God’s Word is not silent on how our Maker expects us to use our speech. In both the Old and New Testament, there are examples of gossip (Psalms 41:5-8; John 7:12-13; 3 John 1:9-10), and it is condemned throughout the Bible (Leviticus 19:16; Exodus 23:1; Psalms 101:5; Romans 1:29-30; 2 Corinthians 12:20). The inspired writers of the wisdom books include often the prudence of keeping one’s tongue in check (Proverbs 10:18-19, 18:6-7; 21:23; 29:11; Ecclesiastes 5:2-3). Christians are to follow after the example of the Lord, and He never falsely accused anyone or spent His time spreading rumors. Christ told His disciples that one day everyone will give an account for every word uttered (Matthew 12:36-37). This indeed is sobering and should motivate us to be all the more diligent in how we use our tongues. If we think that we can say anything that comes to mind we are deceiving ourselves (James 1:26). Christians are commanded to have “speech that is always with grace” (Colossians 4:6) and “sound speech” (Titus 2:8) so that no one can accuse Christ’s followers of evil. This leaves no room for gossip in the Christian’s life. See also 1 Timothy 5:13; Titus 2:3; 1 Peter 4:15.
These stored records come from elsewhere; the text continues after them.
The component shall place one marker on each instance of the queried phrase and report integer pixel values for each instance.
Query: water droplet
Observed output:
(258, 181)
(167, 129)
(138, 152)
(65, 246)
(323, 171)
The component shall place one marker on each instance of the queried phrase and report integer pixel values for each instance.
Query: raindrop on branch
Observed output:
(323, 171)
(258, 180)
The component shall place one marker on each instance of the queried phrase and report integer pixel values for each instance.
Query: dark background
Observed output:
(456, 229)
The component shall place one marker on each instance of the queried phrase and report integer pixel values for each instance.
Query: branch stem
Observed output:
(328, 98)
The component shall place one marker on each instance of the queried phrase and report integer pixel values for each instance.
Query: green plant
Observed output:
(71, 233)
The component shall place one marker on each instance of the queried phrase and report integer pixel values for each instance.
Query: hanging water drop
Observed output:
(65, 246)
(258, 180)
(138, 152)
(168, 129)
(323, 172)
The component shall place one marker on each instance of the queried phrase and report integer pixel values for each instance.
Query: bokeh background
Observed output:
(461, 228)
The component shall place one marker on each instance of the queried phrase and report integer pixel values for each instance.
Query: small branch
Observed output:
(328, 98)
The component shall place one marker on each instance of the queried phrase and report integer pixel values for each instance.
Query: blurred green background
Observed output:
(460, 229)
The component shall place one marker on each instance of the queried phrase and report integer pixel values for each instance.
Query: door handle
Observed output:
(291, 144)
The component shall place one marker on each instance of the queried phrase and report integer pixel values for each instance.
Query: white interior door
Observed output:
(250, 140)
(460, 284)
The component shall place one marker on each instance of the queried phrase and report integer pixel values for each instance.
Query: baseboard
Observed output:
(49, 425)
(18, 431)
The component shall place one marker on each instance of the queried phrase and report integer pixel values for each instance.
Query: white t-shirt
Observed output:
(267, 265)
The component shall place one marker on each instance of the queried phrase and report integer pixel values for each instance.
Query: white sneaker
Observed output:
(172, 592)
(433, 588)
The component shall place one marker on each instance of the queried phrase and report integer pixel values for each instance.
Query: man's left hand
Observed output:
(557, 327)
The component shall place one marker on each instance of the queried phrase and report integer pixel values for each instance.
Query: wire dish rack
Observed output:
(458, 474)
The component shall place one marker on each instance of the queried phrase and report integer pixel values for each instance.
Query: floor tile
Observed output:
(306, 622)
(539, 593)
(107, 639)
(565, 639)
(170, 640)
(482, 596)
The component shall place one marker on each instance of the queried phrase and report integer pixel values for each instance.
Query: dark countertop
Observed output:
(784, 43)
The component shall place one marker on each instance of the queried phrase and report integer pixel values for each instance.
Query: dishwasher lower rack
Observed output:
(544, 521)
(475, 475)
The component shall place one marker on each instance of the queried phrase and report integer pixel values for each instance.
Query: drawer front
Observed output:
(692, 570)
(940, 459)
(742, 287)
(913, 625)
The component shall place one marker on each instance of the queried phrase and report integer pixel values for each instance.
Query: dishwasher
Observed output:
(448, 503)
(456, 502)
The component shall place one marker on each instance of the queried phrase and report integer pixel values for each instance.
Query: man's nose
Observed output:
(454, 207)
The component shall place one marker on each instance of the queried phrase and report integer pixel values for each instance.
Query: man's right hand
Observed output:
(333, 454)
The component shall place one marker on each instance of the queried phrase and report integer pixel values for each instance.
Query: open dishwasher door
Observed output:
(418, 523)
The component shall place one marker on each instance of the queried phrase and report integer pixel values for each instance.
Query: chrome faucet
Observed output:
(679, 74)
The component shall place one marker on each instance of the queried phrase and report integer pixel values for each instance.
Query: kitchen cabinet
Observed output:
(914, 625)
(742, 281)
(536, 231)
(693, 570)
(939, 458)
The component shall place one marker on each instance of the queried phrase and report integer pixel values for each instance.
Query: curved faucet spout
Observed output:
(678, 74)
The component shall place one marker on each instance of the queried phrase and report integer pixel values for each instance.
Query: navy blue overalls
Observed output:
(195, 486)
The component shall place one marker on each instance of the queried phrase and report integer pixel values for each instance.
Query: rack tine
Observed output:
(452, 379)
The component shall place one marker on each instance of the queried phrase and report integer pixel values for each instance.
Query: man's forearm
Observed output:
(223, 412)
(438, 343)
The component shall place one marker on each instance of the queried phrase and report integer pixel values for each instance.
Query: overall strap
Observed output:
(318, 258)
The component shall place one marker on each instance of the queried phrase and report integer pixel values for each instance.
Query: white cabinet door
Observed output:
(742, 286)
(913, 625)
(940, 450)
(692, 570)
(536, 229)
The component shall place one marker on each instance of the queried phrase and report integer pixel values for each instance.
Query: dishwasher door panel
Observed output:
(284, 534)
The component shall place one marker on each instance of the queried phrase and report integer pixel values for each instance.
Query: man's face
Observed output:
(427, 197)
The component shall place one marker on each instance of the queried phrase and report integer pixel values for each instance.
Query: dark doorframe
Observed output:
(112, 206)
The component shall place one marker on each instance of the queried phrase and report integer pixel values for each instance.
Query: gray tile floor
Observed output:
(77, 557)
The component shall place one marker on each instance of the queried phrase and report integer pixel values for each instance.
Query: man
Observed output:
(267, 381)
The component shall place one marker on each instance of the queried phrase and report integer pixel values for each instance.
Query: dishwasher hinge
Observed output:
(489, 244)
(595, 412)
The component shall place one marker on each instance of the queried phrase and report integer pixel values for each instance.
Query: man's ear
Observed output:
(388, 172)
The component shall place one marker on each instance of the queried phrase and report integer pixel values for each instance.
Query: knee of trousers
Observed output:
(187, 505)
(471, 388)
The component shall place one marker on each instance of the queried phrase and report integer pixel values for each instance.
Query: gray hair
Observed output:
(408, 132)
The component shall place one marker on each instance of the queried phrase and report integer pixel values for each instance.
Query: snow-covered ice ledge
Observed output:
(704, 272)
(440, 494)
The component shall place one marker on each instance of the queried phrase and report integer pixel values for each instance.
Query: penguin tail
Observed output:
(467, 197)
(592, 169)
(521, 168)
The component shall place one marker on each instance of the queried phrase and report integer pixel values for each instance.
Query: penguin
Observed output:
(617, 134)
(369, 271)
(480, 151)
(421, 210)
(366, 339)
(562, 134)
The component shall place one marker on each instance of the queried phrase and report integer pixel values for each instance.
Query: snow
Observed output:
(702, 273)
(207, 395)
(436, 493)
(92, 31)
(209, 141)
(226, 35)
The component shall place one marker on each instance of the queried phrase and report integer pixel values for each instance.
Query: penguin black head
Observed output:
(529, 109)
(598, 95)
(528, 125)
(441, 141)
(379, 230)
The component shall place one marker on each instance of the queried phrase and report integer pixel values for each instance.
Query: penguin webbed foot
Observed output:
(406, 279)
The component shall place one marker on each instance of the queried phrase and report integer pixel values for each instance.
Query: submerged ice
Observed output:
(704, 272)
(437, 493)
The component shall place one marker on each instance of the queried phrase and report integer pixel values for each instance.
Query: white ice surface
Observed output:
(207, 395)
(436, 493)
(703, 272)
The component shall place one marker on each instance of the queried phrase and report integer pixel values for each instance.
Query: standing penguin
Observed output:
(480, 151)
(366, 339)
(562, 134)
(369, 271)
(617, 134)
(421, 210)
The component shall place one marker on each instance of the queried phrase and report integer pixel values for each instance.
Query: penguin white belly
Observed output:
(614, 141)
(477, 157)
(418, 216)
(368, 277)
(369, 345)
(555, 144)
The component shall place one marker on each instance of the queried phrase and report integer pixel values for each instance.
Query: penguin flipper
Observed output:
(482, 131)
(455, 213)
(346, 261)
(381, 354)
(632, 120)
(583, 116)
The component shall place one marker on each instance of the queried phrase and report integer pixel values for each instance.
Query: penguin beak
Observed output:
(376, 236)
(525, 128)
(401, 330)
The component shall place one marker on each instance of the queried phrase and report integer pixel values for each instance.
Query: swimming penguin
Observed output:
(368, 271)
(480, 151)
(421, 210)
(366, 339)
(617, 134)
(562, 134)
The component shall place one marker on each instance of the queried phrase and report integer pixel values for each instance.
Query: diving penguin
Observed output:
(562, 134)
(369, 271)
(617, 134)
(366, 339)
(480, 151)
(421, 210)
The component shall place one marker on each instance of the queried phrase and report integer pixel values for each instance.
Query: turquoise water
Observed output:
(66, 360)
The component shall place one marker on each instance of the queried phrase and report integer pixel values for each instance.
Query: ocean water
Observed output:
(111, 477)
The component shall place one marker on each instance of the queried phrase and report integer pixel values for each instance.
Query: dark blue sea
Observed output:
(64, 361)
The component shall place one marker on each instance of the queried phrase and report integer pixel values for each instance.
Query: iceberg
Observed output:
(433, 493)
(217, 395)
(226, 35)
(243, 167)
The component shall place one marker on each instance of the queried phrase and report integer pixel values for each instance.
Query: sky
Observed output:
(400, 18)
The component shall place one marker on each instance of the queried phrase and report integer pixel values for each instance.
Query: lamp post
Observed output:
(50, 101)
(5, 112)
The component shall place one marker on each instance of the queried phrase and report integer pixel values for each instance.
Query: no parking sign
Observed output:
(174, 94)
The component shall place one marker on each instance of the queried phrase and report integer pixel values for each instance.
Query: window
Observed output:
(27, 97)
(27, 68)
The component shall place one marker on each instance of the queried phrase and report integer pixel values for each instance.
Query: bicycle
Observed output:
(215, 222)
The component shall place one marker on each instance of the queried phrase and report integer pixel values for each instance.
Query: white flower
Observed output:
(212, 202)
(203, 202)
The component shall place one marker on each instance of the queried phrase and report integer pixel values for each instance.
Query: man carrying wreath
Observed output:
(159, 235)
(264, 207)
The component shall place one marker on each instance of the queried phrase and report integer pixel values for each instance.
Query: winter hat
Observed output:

Why is it so important to watch what we say? No one puts the answer to this more clearly and effectively than James does in his book (James 3:1-12). God has blessed each of us with means to communicate, and how we do that is of our own free will. It ought not to be the case that we speak forth “blessings and cursings” or “bless our God” only to turn around and “curse men” (James 3:9, 10). As Christians we must make a conscious effort to check our thoughts before they cross our lips. If we do not, the results can be disastrous (Proverbs 11:13; 16:28; 17:9; 25:9-10; 26:20). Our purpose on this earth is to serve God and help as many as we can in our short stay here do the same. In order to fulfill this, we must think on things that are true and virtuous (Philippians 4:8) and open our mouths with wisdom and kindness (Proverbs 31:26). Gossip is not to be found among the characteristics of a Christian. May each of us pray for strength to “set a guard over our mouths” and “keep watch over the door of our lips” (Psalms 141:3).